# Outbreak of SARS-CoV-2 in a geriatric acute-care ward during summer 2023: current aspects of infection control in the postpandemic period

**Authors:** Bettina Lange, Gracinda Mesquita, Heinrich Burkhardt, Marlis Gerigk, Alexandra Heininger

PMC · DOI: 10.3205/dgkh000457 · GMS Hygiene and Infection Control · 2024-01-30

## TL;DR

This paper describes how a SARS-CoV-2 outbreak was managed in a geriatric ward using PCR testing, cohorting, and isolation to prevent spread and protect vulnerable patients.

## Contribution

The study provides practical insights into outbreak management in geriatric wards during the post-pandemic period.

## Key findings

- PCR screening and temporary admission stops helped control the outbreak effectively.
- Repeating PCR tests on day 3 and 5 enabled early antiviral treatment and reduced isolation time.
- No deaths occurred, and protective measures like masks and employee monitoring were crucial in preventing further infections.

## Abstract

Management of a SARS-CoV-2 outbreak in geriatric patients, taking into account the transition to the post-pandemic period.

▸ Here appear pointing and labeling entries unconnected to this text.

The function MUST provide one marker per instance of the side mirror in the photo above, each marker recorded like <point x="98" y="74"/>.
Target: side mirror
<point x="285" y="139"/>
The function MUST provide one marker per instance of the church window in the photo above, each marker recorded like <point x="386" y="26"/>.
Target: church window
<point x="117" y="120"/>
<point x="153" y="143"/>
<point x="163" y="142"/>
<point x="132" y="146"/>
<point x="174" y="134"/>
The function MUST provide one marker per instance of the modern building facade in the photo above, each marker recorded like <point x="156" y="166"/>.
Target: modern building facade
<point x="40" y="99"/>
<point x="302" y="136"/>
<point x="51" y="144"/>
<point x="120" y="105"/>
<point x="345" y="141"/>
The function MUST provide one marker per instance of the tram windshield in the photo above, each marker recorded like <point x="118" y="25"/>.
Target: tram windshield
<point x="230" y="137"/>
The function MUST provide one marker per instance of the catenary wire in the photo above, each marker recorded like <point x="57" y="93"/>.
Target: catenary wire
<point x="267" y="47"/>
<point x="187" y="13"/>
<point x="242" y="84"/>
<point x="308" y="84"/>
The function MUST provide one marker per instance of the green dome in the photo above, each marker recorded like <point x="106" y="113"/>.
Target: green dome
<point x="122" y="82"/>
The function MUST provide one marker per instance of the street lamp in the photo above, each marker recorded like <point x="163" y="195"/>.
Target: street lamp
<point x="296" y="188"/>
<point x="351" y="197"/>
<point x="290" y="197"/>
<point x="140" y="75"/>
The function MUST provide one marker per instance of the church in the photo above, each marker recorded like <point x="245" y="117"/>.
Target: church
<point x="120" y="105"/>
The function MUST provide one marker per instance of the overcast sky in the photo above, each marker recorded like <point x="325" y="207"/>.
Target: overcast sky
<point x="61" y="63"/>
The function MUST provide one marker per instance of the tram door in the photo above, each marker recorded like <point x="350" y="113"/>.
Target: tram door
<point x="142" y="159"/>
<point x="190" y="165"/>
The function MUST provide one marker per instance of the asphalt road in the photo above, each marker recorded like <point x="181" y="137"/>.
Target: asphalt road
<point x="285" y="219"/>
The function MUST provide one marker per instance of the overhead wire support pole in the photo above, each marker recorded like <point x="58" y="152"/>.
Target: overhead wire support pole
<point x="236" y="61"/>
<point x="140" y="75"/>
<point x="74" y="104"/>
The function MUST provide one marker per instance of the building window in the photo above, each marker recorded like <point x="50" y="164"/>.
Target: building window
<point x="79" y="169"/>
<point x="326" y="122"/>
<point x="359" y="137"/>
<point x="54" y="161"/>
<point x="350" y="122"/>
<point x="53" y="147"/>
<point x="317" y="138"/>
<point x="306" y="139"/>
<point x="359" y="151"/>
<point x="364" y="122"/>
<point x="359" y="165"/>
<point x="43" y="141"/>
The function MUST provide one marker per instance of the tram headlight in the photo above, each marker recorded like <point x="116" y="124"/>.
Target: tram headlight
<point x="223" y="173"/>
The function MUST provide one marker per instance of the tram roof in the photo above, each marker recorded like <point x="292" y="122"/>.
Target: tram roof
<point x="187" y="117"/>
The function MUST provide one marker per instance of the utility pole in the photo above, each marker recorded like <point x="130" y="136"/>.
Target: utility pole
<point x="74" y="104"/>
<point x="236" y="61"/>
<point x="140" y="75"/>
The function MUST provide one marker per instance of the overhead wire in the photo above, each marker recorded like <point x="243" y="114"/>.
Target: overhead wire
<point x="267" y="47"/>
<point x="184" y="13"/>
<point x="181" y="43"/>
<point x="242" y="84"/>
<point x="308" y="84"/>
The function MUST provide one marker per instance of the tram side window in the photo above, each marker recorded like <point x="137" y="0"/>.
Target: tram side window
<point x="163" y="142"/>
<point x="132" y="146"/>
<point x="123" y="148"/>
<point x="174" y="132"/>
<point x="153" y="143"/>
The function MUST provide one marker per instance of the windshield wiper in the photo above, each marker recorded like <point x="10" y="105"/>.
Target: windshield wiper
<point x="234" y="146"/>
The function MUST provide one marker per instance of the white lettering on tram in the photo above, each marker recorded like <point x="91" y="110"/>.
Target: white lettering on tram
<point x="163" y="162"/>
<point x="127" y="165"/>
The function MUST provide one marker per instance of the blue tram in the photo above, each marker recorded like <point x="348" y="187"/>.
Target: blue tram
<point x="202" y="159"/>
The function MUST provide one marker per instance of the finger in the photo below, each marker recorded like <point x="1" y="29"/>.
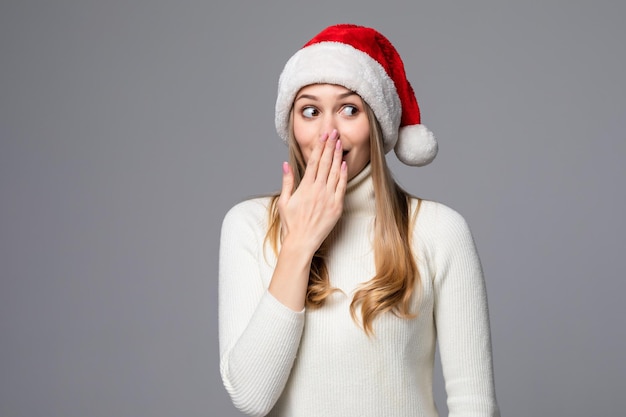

PCR tests were conducted to identify the scale of infection during the outbreak; no new patients were admitted to the ward until the availability of the PCR results. Based on the results and individual risk assessment, three cohorts were formed and treated as recommended by the RKI. After terminating the admissions stop, new admissions received PCR screening. Contact patients were retested on days 3 and 5. Employees carried out self-monitoring, and if symptoms developed, an antigen test was performed.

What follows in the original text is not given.